There are days when you want the world to pause. But there are other days when you don't care. You just want to disappear for a while, and the world to go on, until you feel ready to come back again. And you want no-one to notice you're missing.
And there are those other days, when everything is so simple. There are these moments of clarity when you can see it all.
It's like a perfect pattern, laid out in front of you. Suddenly everything makes sense. It's like an epiphany.
And suddenly, in the blink of an eye, it's all gone.
When nothing goes right, go left they say. Well, you can't go left if you have to go right.
Bailing out is not an option. But then again staying shouldn't be one either. There needs to be a place for people like me. Think-aholics anonymous. It's not the truth I can't stand. It's the lies they dressed it up with. I'm tired of troubling my mind. I seek balance in a world that won't offer it. I stopped demanding from people when I noticed they were not capable of meeting my expectations. Why can't I stop being so strict with myself as well?

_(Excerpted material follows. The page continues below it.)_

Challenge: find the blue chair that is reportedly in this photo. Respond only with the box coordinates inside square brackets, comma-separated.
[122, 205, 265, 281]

It was one day at the dinner table when my sister wondered out loud "Which is colder, winter or ice cream?". It was a moment of epiphany. The question was totally irrelevant. It was a question I could answer, but it still wouldn't make any sense. I realised, that I wouldn't get answers until I started asking non- generic and non- irrelevant questions. It wasn't the answers I had to work on. It was the questions.